Spurgeon - Wed Dec 01, 2021 12:17 AM
I was sent something that I am trying to understand fully.
It seems like Spurgeon is supporting Theonomy.
https://books.google.ca/books?id=kH...as%20before%20the%20Lord....&f=false
Quote
More recently, moving into the nineteenth century, the theonomic logic of an evangelical legend, the great Baptist preacher, Charles Haddon Spurgeon, is abundantly clear. This great Victorian churchman known to many historians as, ‘the last of the Puritans’ wrote a political manifesto that contemporary missiologists would do well to read. Spurgeon held that the civil sphere, like every other, was to be under the absolute sovereignty of God and his law: I long for the day when the precepts of the Christian religion shall be the rule among all classes of men and all transactions.
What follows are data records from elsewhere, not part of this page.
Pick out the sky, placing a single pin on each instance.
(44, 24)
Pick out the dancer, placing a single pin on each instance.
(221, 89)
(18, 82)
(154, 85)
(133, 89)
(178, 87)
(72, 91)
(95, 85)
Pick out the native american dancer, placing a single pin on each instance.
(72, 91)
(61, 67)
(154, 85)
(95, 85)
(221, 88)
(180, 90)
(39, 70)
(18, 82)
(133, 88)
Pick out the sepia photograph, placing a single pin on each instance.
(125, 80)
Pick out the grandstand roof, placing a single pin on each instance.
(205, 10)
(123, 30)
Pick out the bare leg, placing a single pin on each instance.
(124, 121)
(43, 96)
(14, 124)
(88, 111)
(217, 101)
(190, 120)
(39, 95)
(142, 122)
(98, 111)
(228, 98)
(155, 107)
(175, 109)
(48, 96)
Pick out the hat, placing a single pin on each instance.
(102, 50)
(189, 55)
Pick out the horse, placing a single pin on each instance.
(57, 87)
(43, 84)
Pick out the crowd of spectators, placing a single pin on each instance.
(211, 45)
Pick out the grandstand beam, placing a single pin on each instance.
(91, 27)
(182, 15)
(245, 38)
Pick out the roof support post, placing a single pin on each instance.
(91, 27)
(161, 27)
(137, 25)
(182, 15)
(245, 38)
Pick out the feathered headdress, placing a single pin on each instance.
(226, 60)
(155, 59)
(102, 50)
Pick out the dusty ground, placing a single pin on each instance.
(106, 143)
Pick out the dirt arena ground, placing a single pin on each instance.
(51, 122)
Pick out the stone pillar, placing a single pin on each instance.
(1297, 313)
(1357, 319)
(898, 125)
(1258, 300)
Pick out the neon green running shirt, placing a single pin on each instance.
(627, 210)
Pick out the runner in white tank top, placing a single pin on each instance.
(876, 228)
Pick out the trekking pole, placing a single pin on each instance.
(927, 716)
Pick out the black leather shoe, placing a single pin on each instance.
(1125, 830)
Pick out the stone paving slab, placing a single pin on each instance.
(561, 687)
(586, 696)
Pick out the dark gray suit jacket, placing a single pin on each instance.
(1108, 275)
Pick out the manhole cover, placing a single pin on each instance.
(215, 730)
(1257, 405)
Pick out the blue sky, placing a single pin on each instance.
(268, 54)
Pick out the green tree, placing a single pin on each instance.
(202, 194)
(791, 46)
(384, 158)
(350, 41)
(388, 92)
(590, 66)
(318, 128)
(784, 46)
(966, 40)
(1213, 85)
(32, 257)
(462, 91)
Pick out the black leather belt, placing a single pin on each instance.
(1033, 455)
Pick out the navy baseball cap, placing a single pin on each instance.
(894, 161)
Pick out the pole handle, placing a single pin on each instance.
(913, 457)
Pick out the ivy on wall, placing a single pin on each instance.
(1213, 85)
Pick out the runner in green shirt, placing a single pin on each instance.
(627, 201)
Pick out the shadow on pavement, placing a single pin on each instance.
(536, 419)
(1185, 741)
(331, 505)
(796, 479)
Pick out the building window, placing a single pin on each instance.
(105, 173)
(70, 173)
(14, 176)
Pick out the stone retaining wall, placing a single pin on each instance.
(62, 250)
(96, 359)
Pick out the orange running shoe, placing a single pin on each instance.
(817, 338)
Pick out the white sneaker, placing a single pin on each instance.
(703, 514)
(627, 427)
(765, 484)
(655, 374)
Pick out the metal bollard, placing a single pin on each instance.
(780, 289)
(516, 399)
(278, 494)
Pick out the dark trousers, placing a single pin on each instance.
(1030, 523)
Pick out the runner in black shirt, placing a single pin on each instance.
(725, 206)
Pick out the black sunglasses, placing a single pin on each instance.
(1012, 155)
I often hear it said, ‘do not bring religion into politics.’ This is precisely where it ought to be brought and set there in the face of all men as on a candlestick. I would have the cabinet and members of Parliament do the work of the nation as before the Lord....44 It was the precepts of the law of God that was Spurgeon’s primary concern in this statement. This is evident in his published political philosophy for the Christian, (which was prompted by the Education Bill of 1870 concerning the state takeover of education) which he framed in the form of a series of penetrating questions. In the first question he asks, “are not all mankind under law to God, and where and when did the king of all the earth announce that nations were to be free from His control, and free from all recognition of His existence and authority.” 45 In his third question he asks regarding the nation state and private companies, “are not both government and the company still bound to the laws of God; as for instance, that which allots for one day in seven for rest...if it be true, that both are free from the allegiance to the law of God, where is this affirmed or implied in Scripture?” 46 In questions five and six he recognizes clearly that the rejection of Christian civil law is the de facto establishment of religious atheism that would inevitably persecute the Christian faith.47 Thus in question eleven he asks, “is it not true that Parliaments, and kings and nations, may say, ‘Let us break his bands asunder and cast his cords from us,’ such language ill becomes Christian men.” 48 Lewis Drummond correctly summarises the source of Spurgeon’s convictions: “That philosophy grew out of his basic theology, namely, that God is sovereign over all of life, and that includes politics, business, the home and every other aspect of one’s being.”
It seems like Spurgeon is supporting Theonomy.